The cuff, as in an endotracheal tube, is high volume and low pressure. This prevents damage to the tracheal wall. The cuff prevents fluid and saliva leaking around the tube and into the lungs. In addition, it makes an airtight seal between the tube and the trachea, so allowing for positive pressure ventilation. Most tubes are cuffed, but when a tracheostomy is in place long term, a non-cuffed tube may be used to prevent damage to the trachea.

Metal tubes

Metal tubes are non-cuffed and are used only for patients with permanent tracheostomies. They have the advantage of being inert and ‘speaking valves’ can be inserted.

Fenestrated tubes

Most tubes are non-fenestrated. The advantage of a fenestrated tube (one with a hole in its side wall) is that air can pass through the fenestration, through the vocal cords, and enable the patient to talk. The disadvantage is that saliva and liquids may penetrate through the fenestration into the lower respiratory tree.

Post-tracheostomy care

In the first few days after a tracheostomy operation, special care needs to be taken. The patient should be nursed by staff familiar with tracheostomy care. The patient should be given a pad and pencil with which to communicate.

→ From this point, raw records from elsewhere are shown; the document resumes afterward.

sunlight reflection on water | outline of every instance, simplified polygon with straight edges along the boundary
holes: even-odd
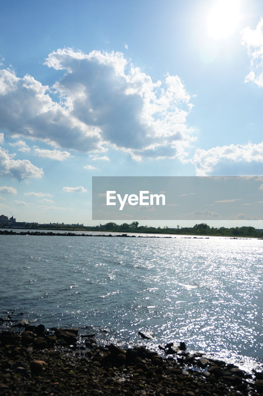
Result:
[[[184,341],[246,368],[263,359],[261,241],[0,237],[3,316],[106,327],[123,345],[143,329],[152,346]]]

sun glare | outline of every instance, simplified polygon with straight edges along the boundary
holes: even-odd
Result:
[[[207,28],[214,38],[229,36],[237,28],[239,20],[238,0],[218,0],[207,16]]]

  • The tube should be secured with tapes, and knotted at the side of the neck until a tract is well established.

  • The tapes should be tied with the neck slightly flexed.

  • Cuff should not be over-inflated—to prevent ischaemic damage to the tracheal wall. Use a pressure gauge to check the cuff’s pressure.

  • The patient must be given humidification for at least the first 48h to reduce tracheal crusting.

  • Regular suctioning of the airway to clear secretions may be needed.

  • A spare tracheostomy tube and an introducer should be kept by the patient’s bed in case of accidental displacement of the tube.

  • Tracheal dilators should also be close by for the same reason.

Fig. 12.14 Diagram of tracheostomy tube position (note fenestration).

Fig. 12.14
Diagram of tracheostomy tube position (note fenestration).